Done that myself... rewiring a PM gearmotor like that only takes 3 minutes. The trick is to find the right voltage/amperage combination in something that also has the right gear set that is heavy duty enough. Stepper motors usually have fragile gear sets for wind use but will work and are what I usually use when a kid wants something for a school science fair.


----------



## LDSreliance

OK, here is the final installment. Sorry for the wait.


----------



## PaulS

Some constructive criticism if you don't mind:

3 blades have less drag and almost the same amount of power to turn the generator. 
Doubling the length of your blade will quadruple the torque and only give slightly more drag.
Mount your rotation bearing (your lazy susan) at the top of your tower and use a taller longer tail.

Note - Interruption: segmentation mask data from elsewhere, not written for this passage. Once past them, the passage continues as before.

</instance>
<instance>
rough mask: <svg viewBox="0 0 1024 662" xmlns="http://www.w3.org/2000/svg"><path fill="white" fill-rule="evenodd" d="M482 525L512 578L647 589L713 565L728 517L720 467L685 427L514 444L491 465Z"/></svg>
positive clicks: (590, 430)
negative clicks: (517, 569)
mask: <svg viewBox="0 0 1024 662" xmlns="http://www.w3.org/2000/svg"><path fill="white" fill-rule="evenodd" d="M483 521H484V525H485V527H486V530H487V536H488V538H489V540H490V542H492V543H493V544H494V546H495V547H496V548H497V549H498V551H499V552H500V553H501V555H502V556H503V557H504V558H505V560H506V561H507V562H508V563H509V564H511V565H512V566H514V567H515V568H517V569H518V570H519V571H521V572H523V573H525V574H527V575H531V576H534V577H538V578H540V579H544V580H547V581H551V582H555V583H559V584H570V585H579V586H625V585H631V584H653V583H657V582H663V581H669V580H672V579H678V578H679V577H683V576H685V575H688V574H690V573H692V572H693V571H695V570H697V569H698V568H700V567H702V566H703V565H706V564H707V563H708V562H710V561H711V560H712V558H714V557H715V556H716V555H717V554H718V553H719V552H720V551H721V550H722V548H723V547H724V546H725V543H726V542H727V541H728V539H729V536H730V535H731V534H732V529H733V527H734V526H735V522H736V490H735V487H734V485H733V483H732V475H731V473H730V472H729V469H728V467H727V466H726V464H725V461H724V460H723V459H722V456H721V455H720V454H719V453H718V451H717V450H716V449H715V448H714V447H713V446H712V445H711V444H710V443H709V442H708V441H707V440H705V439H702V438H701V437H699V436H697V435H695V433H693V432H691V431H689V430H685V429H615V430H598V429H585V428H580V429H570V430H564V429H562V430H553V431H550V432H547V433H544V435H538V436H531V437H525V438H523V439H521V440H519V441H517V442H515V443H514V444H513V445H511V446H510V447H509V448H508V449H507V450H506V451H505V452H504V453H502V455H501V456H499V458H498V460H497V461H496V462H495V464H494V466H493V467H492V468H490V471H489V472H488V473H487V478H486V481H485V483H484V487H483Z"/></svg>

If you want a faster acting and more efficient generator use a vertical shaft turbine. Gusts from any direction increase the speed without turning the head out of position - there is zero recovery time with a vertical turbine.


----------



## LDSreliance

PaulS said:


> Some constructive criticism if you don't mind:
> 
> 3 blades have less drag and almost the same amount of power to turn the generator.
> Doubling the length of your blade will quadruple the torque and only give slightly more drag.
> Mount your rotation bearing (your lazy susan) at the top of your tower and use a taller longer tail.
> 
> If you want a faster acting and more efficient generator use a vertical shaft turbine. Gusts from any direction increase the speed without turning the head out of position - there is zero recovery time with a vertical turbine.


I appreciate the criticism! I looked into VAWTs and will continue to research those. They seem to kind of be a black art, though, and a lot of people say they are very inefficient, even the Savonius ones.

I will look into changing to 3 blades and lengthening the blades. I went with 6 because that is how many holes I had on the motor shaft hub.

I definitely need to do something with the bearing so what you suggest is probably the best idea yet. Thanks!


----------



## Urinal Cake

Don't you need an inverter to convert from dc to Ac?
How do you do that?


----------



## BearReed

It looks like with a couple of tweaks here and there that you're wanting to do you'll have yourself a pretty good little charging system. Lightweight, inexpensive and something that wouldn't be too cumbersome to take along with you in the travel trailer to help charge at night if it's breezy enough. 

Enjoyed the videos, thanks for posting.


----------



## Ralph Rotten

have you put a meter on it to see what kinda output you are getting?


----------



## Urinal Cake

Don't you need an inverter to convert from Ac to Ac?
_How do you do that?_

I want to do this...


----------



## Kauboy

Sadly, I can't see the vids while at work.
Cake, if he is pumping power directly into batteries from this turbine, there is no need to convert the current.
A battery bank is the only way to provide consistent power to the intended devices.
If those devices are AC, then an inverter would certainly be needed between them and the batteries, yes.


----------



## LDSreliance

Yes, in the 3rd video toward the end I hooked up a multimeter to measure voltage. Have not measured current but that would be pointless at this point. I need to fix some things before doing that.


----------



## tinkerhell

LDSreliance said:


> I'm using a small 300 rpm stepper motor, which is definitely not ideal but for this experiment it will work. It is 12v but I am going to use a voltage regulator to step up the voltage to 24v for my battery bank (doubles voltage and halves amperage).


Why a stepper motor? do they have an advantage?


----------



## 8301

Stepper motors are gear motors. 
This video makes me want to build one that will hook to my 48v battery. hummm,,, I feel a new project coming on.


----------